While the index would apply to just a small percentage of the drugs paid for by Medicaid, it is one of the more robust actions the administration has proposed against skyrocketing drug prices. Last month, HHS finalized a rule requiring drugmakers to display the list price of medications in television ads. The agency is also working to finalize a rule essentially banning the rebates drugmakers pay to pharmacy middlemen, which are blamed for inflating list prices.
But the index proposal has particularly raised the ire of conservatives, who view it as akin to government price-setting.FreedomWorks has been especially vocal against the idea, dubbing it an “importation of foreign price controls.”
“It’s encouraging to see Senator Grassley come out to oppose the international pricing index,” said Dan Savickas, the group’s federal affairs manager. “No conservatives should entertain this idea and we need more legislators to come forward and publicly urge the administration to end their push for IPI.”

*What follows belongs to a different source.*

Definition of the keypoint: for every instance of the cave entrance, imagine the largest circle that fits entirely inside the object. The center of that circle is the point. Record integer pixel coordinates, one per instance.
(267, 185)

Pharmaceutical makers, which last year spent the most they had on lobbying since 2009, when the Affordable Care Act was being passed, are fighting hard, too. The index would result in delays for patients seeking medications, especially for cancer patients, the Pharmaceutical Research and Manufacturers of America wrote in a blog post earlier this month.

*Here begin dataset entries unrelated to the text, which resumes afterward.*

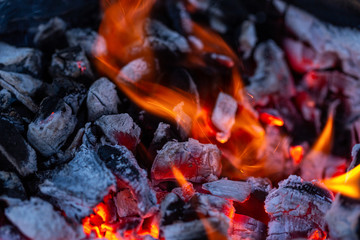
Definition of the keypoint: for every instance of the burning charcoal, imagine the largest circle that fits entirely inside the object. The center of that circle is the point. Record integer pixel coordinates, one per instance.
(303, 58)
(102, 99)
(206, 228)
(223, 116)
(325, 38)
(272, 75)
(85, 38)
(197, 162)
(37, 219)
(125, 203)
(162, 38)
(11, 186)
(120, 129)
(8, 232)
(125, 167)
(15, 152)
(297, 209)
(248, 38)
(343, 217)
(20, 60)
(55, 122)
(135, 70)
(245, 227)
(80, 184)
(233, 190)
(22, 86)
(71, 63)
(51, 35)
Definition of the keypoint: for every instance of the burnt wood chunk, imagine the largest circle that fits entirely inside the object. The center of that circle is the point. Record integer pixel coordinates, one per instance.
(15, 152)
(37, 219)
(102, 99)
(197, 162)
(126, 169)
(23, 86)
(71, 63)
(325, 38)
(120, 129)
(11, 186)
(161, 38)
(223, 116)
(297, 209)
(233, 190)
(20, 60)
(53, 125)
(51, 35)
(245, 227)
(272, 75)
(343, 218)
(79, 185)
(83, 37)
(9, 232)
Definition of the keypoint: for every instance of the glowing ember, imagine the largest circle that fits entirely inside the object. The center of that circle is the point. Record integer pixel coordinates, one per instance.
(346, 184)
(271, 120)
(297, 153)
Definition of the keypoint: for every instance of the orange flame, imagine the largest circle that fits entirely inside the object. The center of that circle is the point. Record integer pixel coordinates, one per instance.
(271, 120)
(297, 153)
(347, 184)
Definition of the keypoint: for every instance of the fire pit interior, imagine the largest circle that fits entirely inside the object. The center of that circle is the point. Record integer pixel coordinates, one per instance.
(179, 119)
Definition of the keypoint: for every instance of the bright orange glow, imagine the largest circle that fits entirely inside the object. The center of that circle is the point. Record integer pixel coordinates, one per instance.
(347, 184)
(271, 120)
(323, 144)
(185, 185)
(297, 153)
(317, 235)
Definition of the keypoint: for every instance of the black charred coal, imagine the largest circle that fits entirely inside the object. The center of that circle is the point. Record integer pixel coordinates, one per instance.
(79, 185)
(20, 60)
(120, 129)
(23, 86)
(102, 99)
(55, 122)
(37, 219)
(51, 35)
(297, 209)
(126, 169)
(11, 186)
(15, 152)
(71, 63)
(83, 37)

“It’s clear this far-reaching proposal would take the Part B program in the wrong direction,” wrote PhRMA’s Nicole Longo, director of public affairs. “We urge HHS to abandon the proposed demonstration and instead pursue reforms grounded in market competition and patient-centered care.”
The White House Office of Management and Budget noted the potential rule in its spring list of regulations that are in the works at HHS. The agency could provide more details in the regulatory agenda it is expected to release this summer.